What is crowdrender?

Well, that is us and the addon we're buildling! My self and Jez are two guys from Australia (Jez is from New Zealand actually, important difference) who are making this free addon that lets you easily connect computers together to get them to render stuff. You can build your own renderfarm using computers you own in about 10 minutes (depending on how many computers XD)

If you'd like to know more about it, click the link above, or, if you want to read an article we wrote in our blog that explains the tech behind the way we distributed denoising, read this article.

About the Author

Avatar image for James
James

I'm a software engineer, I've worked on numerous technologies over the past 10 years. I started out working on full motion flight simulators and then worked with embedded systems. I now work on building an add-on to support rendering using multiple computers over internet/local networks. I started using blender in 2009 and have done small projects with it since then, however, crowd render, our network rendering add-on is by far the biggest adventure with Blender to date.

5 Comments

  1. Realised I missed talking about the image, so the image in the post was a test we conducted to see how few samples we could get away with when using the glass shader, a shader that is notorious for requiring a huge number of samples to converge. This then became our test scene for distributed denoising. The image is comprised of two large tiles with a split more or less in the middle.

    Prizes for those who can tell me the location of the split in pixels from the left side of the screen!
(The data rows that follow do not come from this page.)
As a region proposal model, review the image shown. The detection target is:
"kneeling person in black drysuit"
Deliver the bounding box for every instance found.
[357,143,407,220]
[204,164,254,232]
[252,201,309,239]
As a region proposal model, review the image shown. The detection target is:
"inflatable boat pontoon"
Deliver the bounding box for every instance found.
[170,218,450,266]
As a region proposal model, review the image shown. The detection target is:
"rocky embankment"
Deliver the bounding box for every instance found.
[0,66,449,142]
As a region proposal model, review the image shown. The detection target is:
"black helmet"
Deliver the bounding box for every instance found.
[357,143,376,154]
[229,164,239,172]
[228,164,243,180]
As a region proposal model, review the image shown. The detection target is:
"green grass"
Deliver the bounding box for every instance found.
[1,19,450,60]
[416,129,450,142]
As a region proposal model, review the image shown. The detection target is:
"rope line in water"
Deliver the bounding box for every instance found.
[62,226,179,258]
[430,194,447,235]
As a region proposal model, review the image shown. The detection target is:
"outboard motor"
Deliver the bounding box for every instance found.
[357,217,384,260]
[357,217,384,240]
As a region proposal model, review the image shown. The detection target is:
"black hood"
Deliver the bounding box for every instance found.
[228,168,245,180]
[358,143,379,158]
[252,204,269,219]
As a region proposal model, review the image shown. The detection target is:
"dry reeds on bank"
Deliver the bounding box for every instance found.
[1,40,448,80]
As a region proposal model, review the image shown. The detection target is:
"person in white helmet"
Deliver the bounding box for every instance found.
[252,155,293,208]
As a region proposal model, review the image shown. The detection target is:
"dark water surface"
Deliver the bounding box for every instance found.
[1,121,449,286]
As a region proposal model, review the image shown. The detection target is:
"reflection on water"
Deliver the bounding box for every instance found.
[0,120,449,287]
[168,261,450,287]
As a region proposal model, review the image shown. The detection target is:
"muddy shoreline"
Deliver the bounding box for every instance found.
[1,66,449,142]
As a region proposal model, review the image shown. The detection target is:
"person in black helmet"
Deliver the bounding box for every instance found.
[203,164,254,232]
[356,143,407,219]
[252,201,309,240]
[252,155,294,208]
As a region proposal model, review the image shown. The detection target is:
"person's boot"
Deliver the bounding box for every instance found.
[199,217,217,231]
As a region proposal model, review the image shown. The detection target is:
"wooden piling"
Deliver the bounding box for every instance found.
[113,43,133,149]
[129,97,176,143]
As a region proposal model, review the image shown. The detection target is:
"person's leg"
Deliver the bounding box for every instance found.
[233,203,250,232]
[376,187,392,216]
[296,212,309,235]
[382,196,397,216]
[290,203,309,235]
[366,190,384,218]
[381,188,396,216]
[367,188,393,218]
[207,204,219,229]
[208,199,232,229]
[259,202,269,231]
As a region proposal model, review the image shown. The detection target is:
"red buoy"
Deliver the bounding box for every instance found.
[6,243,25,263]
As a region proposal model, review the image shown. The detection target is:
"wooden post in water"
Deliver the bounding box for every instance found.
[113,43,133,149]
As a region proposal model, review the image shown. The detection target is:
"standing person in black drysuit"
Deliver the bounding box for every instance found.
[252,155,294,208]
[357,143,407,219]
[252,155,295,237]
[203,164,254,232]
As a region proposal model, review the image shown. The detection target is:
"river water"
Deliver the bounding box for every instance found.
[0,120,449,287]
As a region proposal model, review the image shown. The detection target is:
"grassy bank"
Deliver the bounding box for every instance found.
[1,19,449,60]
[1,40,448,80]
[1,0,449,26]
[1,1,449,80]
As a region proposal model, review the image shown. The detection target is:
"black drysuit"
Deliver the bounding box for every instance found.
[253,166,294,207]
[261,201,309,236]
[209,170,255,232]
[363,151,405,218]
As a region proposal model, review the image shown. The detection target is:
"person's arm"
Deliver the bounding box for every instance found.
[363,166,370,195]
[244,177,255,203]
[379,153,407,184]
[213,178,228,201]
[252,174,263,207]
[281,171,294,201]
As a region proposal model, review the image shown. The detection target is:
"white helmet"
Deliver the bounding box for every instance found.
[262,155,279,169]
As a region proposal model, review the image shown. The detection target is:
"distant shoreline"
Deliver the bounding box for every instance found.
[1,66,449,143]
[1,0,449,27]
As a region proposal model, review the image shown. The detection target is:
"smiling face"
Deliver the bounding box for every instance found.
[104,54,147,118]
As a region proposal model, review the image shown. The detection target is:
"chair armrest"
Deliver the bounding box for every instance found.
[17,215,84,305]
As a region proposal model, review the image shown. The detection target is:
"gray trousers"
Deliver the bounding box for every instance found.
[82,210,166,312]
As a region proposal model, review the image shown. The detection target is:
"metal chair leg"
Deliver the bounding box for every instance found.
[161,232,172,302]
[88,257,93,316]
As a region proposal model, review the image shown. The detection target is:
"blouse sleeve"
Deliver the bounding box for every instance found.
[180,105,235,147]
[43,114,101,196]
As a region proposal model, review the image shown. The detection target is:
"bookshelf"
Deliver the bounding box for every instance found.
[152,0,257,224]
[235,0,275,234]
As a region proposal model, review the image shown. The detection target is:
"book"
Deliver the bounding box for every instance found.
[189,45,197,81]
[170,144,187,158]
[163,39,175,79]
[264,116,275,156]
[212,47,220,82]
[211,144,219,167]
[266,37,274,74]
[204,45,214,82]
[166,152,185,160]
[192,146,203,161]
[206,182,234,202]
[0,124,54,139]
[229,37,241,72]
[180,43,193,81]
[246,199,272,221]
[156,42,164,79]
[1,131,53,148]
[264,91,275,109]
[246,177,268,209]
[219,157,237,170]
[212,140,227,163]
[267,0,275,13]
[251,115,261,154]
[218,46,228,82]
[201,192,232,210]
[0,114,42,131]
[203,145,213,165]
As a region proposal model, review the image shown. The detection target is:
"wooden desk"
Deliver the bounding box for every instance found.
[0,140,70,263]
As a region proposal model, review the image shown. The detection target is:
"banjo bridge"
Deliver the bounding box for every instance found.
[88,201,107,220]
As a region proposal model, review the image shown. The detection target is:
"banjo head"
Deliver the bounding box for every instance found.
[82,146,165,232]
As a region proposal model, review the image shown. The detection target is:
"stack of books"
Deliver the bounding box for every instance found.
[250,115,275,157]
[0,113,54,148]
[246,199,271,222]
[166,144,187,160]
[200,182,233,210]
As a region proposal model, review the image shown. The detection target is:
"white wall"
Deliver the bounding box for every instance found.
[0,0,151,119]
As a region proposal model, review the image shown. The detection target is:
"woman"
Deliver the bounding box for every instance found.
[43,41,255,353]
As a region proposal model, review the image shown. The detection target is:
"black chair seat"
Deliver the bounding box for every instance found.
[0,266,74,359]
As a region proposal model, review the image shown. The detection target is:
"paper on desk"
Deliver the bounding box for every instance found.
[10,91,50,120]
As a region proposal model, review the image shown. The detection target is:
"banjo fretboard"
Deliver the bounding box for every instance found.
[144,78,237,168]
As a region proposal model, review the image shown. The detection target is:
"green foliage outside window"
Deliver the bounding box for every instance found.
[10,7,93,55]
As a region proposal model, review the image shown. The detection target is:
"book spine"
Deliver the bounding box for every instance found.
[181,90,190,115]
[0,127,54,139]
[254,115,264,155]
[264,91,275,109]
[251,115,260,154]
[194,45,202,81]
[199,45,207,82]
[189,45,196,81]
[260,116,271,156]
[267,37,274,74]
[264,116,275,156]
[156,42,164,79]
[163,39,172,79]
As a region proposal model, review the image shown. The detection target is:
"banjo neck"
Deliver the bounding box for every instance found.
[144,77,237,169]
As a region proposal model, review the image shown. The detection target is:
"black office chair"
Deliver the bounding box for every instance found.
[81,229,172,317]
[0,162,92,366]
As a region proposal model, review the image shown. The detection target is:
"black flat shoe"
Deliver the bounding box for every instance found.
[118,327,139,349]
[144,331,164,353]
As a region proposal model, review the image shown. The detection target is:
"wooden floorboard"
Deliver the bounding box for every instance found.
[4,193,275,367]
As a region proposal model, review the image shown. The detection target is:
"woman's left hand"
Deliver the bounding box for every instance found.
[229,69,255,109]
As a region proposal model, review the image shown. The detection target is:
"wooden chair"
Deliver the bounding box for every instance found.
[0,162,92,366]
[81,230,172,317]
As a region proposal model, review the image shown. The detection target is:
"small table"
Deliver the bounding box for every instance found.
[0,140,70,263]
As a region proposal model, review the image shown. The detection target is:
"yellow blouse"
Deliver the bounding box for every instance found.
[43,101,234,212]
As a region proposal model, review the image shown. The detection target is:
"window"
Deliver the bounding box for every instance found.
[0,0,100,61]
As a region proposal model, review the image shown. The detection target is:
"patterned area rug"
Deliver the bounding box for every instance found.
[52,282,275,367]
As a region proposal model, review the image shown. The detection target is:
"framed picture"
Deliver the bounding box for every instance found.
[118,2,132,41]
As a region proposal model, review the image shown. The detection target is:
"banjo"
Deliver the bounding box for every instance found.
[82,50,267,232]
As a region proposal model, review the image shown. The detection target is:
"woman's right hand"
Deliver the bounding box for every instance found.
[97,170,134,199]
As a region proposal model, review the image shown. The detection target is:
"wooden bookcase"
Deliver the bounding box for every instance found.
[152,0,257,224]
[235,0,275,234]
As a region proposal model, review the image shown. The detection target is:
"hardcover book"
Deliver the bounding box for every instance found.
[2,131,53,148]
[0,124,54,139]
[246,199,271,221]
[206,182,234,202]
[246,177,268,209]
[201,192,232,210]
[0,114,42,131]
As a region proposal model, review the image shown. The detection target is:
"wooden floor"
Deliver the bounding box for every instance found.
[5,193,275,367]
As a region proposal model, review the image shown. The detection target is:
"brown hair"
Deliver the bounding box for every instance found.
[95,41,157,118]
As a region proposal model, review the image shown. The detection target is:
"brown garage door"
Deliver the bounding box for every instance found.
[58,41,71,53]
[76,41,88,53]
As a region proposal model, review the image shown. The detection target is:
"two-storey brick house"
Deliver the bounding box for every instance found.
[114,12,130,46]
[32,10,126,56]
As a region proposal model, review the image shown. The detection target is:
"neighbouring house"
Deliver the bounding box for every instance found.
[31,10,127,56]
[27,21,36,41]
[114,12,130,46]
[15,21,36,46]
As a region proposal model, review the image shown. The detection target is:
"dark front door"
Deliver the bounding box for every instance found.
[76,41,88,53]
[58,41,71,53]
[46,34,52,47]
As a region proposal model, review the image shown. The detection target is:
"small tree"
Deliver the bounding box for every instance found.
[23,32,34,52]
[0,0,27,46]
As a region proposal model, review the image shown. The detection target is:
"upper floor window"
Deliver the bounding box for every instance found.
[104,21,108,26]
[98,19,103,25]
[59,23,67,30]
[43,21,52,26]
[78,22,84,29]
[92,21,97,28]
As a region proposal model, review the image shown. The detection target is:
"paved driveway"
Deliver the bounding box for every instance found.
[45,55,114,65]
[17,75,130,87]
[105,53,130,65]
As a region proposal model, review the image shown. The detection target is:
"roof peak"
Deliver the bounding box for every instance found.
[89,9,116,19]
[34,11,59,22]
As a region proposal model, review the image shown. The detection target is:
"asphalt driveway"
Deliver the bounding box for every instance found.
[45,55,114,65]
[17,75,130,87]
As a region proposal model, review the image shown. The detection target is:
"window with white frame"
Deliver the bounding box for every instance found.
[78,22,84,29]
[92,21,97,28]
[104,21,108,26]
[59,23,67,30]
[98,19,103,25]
  2. I've been using the denoising feature in my renders for work, and it does well in most cases but there are just a handful of materials which it doesn't work well with.

    I'm sure there's probably ways in which the algorithm could be improved (like denoising the light passes separately from the colour passes), but I think the easiest option for controlling the denoising would be a simple tickbox on each material "Denoise [ ]", or a slider with a value from 0 to 100% or 0.0 to 1.0. Just to control for each material if it should be denoised or not.

    There are some materials like carpets that look terrible denoised, but other materials like flat white walls that look great. An option to just control which receive the denoising would be very handy!

    It isn't even that hard to implement, I've already done it with a node setup, it would just involve another pass output indicating the amount of denoising to receive, from 0 to 1, and then the denoiser would have to use that output to control it's denoising strength.

    • Hi Grady,
      All great points! Have you thought about putting this to the devs at the blender institute? I'd love to implement this but denoising is a tool that crowdrender uses, we don't develop it, we just figured out how to distributed its load across multiple computers!

      Cheers!

      James

      • Hey there James,

        I'd love to put it to them, maybe even make a sample .blend file showing the basic concept of what I'm talking about. But I'm not sure who I would send it to or how? If you can point me in the right direction, I'll follow up the relevant people and see what they think. Thanks!